One question;- the British contribution in the talk was always Rolls Royce. Does your story cover the other two that really pushed the HP race;- Bristol’s and Napier’s?

Yes they are covered, although to a smaller degree than the Merlin or Daimler-Benz. One severe problem is that the book has attempted to be 100% archive source only. One disadvantage of this, is that I`m reliant on how much material IS actually still remaining. This has to a large degree controlled the depth of some aspects which i`ve been able to write about. The goal of the book is that you`ll finish it knowing the "story" of what happened, why and the reasons behind it. Its not intended as a sort of A,B,C, list of every engine and all their particulars. This necessitates certain compromises, as story telling takes up vastly more pages than data-tables. Broadly, I think you`d finish the book and basically understand what happened at Bristol, luckily I found quite a few things written by Fedden himself which was helpful, the Napier archive was very sparse, and I`ve had to piece together the story there in the main from reading air ministry letters to and from Napier, rather than internal Napier reports and memos. So I would consider my coverage of Napier "sufficient" but barely so.
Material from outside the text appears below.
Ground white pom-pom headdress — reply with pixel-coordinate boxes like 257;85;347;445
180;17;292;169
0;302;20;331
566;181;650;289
To give you some idea, the entire remaining data on the Centaurus would fit into the back seat of a small car. I consider it likely to constitute about 1% of what would have existed in 1945. Most of whats left is manuals, service bulletins and other what I`d call "mid-level" documents. By contrast, I think Daimler-AG have an ALMOST complete record of their internal technical reports on the DB 600 series from 1936-ish onwards. Although huge volumes of memos and letters have undoubtedly been burned/pulped at various stages.

Luckily I think I`ve been able to cover a lot of the really crucial points by cross-referencing air ministry papers with other such documents. As that at least tells you what they were worrying about, which was usually the important stuff !

Hopefully in the years to come more papers will be discovered and I (or someone else) can expand further on it.